Firstly, there is the intense grief we all feel when we read about another soldier’s death. We really feel like we are all one family and every death is a knife in our hearts. We hold our breath when going online in the morning, terrified of what news awaits us, and who are the holy korbonot who sacrificed their lives for us.
Then there is the heartbreak for the hostages who are still being held in hell and for the hostages who have been released and survivors of the massacre who are dealing with their PTSD.
The heartbreak for those who lost their lives, who lost their family, friends, and community, for the loss of all our innocence that ‘Never Again’ was happening here in our own country.
Unfortunately, there are way too many examples of heartbreak to write you, but you get the picture. I know that I cry every day and I am not alone in that.
However, we also have intense pride – the same intensity as the grief.
So many heroes have been revealed.
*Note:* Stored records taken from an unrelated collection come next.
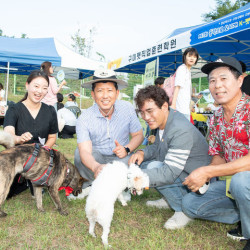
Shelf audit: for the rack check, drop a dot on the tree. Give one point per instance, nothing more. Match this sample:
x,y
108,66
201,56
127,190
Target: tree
x,y
223,7
84,45
79,43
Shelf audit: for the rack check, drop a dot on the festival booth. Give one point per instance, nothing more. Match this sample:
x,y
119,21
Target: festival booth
x,y
226,36
21,56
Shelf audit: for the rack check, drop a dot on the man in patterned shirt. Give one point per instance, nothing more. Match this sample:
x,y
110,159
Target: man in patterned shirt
x,y
179,148
103,130
228,198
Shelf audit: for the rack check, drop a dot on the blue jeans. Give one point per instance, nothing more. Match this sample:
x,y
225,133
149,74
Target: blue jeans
x,y
173,193
214,205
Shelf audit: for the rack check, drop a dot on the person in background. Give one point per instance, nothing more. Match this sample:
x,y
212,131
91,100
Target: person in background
x,y
212,106
51,98
66,120
59,101
107,131
183,84
179,149
30,120
159,81
246,82
227,199
71,101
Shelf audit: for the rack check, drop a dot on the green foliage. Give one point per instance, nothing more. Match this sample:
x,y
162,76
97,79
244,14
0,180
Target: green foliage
x,y
132,79
223,8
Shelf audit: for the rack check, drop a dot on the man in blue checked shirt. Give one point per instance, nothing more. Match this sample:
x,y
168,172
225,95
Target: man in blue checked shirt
x,y
103,130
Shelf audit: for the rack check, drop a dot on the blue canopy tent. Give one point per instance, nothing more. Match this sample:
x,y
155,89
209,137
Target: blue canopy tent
x,y
227,36
21,56
25,55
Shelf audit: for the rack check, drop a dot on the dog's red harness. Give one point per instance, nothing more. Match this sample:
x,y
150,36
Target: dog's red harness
x,y
43,179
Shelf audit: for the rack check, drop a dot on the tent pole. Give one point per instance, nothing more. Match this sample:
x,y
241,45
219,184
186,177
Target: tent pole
x,y
157,66
199,84
81,82
7,81
14,91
People who, on October 7th, jumped into their vehicles to rescue and treat the victims of the horror – regular people like you and me. Women, old and young, big and small, threw wounded on their backs and carried them to safety. Toddlers and children who stayed quiet for many hours, under the most adverse circumstances, so that terrorists wouldn’t kill them too.
Parents who drove across the country to save their children from the terrorists, and saved tens or hundreds of others too.
We have heroes who cook for our soldiers, our wounded, and our displaced every single week.
We have heroes who raise money and buy supplies for those in need.
We have heroes who massage, do acupuncture, and give hair cuts for them too.
We have heroes who haven’t slept for almost 100 days because they are so busy being angels on earth making life bearable for all those affected by this war in any way.
Heroes who came here from abroad to help us in any way possible and to show solidarity.
Heroes of every size and age in every nook and cranny doing anything and every thing.
For every tear we shed for our grief, we shed one for our pride in our people.
We are one family – here we experience life on fast forward – the entire gamut of emotions in a day, sometimes in only a minute. I didn’t mention the anger, the rage, the depression, the hope, the love – but they are all present too.
I really feel that we are now together standing as one – one people, one heart. I don’t know if we have ever been like this since receiving the Torah on Har Sinai. Again the paradox of emotions – it is the most thrilling and devastating time to be alive.